In Portland, Patrick worked as a foreman for the city water district, and Minty took a clerk job at a credit union. The couple had four children. Minty says she lived a “simple life,” working, taking care of her children, and putting her passion into baking apple pies and attending weekend square dances. There, she found escape among people who, like her, reveled in music, dance, and small talk.
“I’d feel free when I danced, and it’s nice if you have a husband who likes it. I have some friends and their husbands would never do anything like that,” she said.
All of her children would graduate from college, fulfilling her dream for them. “I never could go. I wanted them to go so bad,” said Minty, who is 4 feet, 10 inches tall, has sharp blue eyes, and short silver hair.
One son became a doctor, a daughter became a lawyer, another son went into real estate, and a third son, Danny, was an assistant secretary of state in Maine. At a family picnic in 1991, when Danny Coyne was 40, Minty watched as her son collapsed during a basketball game and died.
“I screamed ‘Danny’s dead, Danny’s dead’ over and over, and cried and cried,” she said, adding that there is no such thing as closure when one loses a child.
Tired of Maine’s frigid winters, the couple moved to Gulfport, Fla., in 1995, determined to square-dance as much as they could. She sewed all of her dresses and shirts. She bought her petticoats and shoes.
Ten years into their retirement, Patrick died, and Minty moved north to be closer to her daughter, Carol. She settled into an assisted-living facility in Tewksbury and soon after, felt pain around her breast.
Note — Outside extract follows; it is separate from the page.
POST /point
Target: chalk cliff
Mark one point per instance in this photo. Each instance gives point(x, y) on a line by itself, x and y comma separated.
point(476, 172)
After tests, she was told she had breast cancer and had a breast removed.
The cancer never went away.
After Coyne mentioned her desire for one last square dance, Camryn Walsh, of Care Alternatives Hospice, decided to bring the dance to Minty. Walsh arranged to bring the Riverside Squares, a Danvers square-dancing group, to Minty’s floor at the Meadow View Care and Rehabilitation Center in North Reading.
“What we really try to provide is comfort and dignity when patients and families are faced with incurable disease,” said Walsh.
For an hour yesterday, the music played and dancers danced while a small crowd of nursing home residents, and Minty’s nurses and social workers, hooted and hollered in appreciation. Then the dancers packed up and were gone, and Minty sat in the dining room, talking about everything from the economy and technology to nature. She’s waiting for a really warm day so she can take a walk outside. “I don’t like sitting around,” she said.
She does not fear death or dwell on the idea of not being around much longer. “I know I’m going to die one day but it doesn’t bother me. I don’t think about dying,” she said. “I believe in afterlife. I assume there’s a heaven. . . . I’ll let you know if I get there.”